Enfin, u voelt het al, Eucalypta gaat zich natuurlijk niet aan haar belofte houden. Als kind - of het je nu voorgelezen werd of wanneer je het nu zelf las - voelde je natuurlijk al lang aan dat Salomo helemaal gelijk had. Je schrok van zijn harde maar ware uitspraken en oplossingen, over dat een heks nooit zielig is en dat Paulus er beter aan had gedaan schildpadsoep te maken om het probleem op te lossen.
Paulus kan maar niet duidelijk maken dat het hem moreel onmogelijk was Eucalypta niet terug te toveren. Immers, ze piepte zo zielig. Hij weet dat dat een zwak argument is. Wat gebeurt tussen de twee, is klassiek. Paulus let op alles wat Salomo in zijn boosheid zegt of doet en tracht de aandacht steeds van het hoofdprobleem af te leiden. Salomo probeert er aanvankelijk geen aandacht aan te besteden maar wordt wel steeds nijdiger. Als Paulus hem op woorden gaat vangen (“Nu loopt Eucalypta ook vrij rond en ik ben géén schilpad. Dus waar mopper je eigenlijk zo over?”) beseft Salomo dat de strijd tussen ratio en gevoelsargumenten verloren is (“Met boskabouters valt niet te praten”). En als Salomo nog wat namoppert, doet Paulus er nog een schepje bovenop door te vermelden dat Eucalypta hem nooit meer kwaad zal doen en dat ze er blij en gelukkig uit ziet.
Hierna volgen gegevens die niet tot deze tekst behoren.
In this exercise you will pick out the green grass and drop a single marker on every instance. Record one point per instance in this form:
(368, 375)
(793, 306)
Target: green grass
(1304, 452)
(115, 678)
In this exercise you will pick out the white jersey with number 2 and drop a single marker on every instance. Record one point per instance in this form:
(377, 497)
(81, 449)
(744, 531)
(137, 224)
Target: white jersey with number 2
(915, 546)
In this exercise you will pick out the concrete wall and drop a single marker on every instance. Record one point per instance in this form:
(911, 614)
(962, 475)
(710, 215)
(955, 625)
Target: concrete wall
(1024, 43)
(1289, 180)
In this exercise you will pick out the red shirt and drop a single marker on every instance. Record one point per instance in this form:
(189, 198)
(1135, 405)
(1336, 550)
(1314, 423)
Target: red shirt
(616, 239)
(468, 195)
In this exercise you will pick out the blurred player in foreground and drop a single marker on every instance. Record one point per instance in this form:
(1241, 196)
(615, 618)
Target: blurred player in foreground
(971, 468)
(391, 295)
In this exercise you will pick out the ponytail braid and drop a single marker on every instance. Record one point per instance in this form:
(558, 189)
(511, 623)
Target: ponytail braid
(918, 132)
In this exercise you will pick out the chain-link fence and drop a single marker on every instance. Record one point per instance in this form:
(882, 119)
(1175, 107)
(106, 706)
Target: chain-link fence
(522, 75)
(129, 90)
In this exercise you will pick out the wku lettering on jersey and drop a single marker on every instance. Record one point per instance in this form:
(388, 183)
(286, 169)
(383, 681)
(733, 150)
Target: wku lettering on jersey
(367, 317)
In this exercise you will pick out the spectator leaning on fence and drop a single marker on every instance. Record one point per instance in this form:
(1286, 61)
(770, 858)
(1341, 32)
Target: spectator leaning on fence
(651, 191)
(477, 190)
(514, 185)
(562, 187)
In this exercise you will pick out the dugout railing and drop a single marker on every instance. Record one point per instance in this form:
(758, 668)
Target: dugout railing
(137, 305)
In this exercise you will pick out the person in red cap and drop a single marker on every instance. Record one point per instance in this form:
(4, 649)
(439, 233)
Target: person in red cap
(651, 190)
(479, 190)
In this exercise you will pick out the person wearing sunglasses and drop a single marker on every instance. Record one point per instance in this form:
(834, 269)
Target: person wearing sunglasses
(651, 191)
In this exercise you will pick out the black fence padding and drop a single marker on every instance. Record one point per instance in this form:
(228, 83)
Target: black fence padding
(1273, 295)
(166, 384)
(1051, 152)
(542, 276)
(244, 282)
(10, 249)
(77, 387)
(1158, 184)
Wie dit soort scènes in een kinderboek kan en durft schrijven, is een schrijver van heel groot formaat. En hoewel de figuren doen denken aan sprookjes en fabels en ten dele archetypisch zijn, tonen zij karakter en worden de conversaties realistisch.

En dan is er nog iets waar Jean Dulieu in uitmuntte: het beschrijven van een stilte in de conversatie. Dat soort stiltes zijn bij Jean Dulieu meestal helemaal niet stil. Wipper het konijn krabt zich achter zijn oor, bibbert met zijn neus en doet zo nog één en ander om de rust op te vullen. Salomo rammelt met zijn snavel en doet zijn ogen dicht en langzaam weer open. Al deze activiteiten en gebaren karakteriseren zowel Wipper als Salomo. Maar daarnaast zijn het gebaren die verwant zijn aan meer menselijke gebaren, zoals het pulken aan de nagels, krabben aan het gezicht of het knarsen met de tanden. Allemaal zaken die spanning geven aan een stilzwijgen en aan het beeldend maken van een scène.

Jean Dulieu is ook niet bang woorden te gebruiken die moeilijk lijken voor kinderen, maar die een kind wel een idee kunnen geven van een sfeer of een karakter. Mijmeren, zeer ongelovig, pruttelde, verschrikkelijk verwijtend, formidabel, klagelijk, weekhartig, etc. Hij gebruikt deze woorden zó, dat ze een gevoelswaarde meekrijgen die bijna aan de betekenis vooraf gaat. Op de plaatsen waar hij deze woorden gebruikt, zijn ze niet voor meerderlei uitleg vatbaar. Een mooi staaltje vakmanschap.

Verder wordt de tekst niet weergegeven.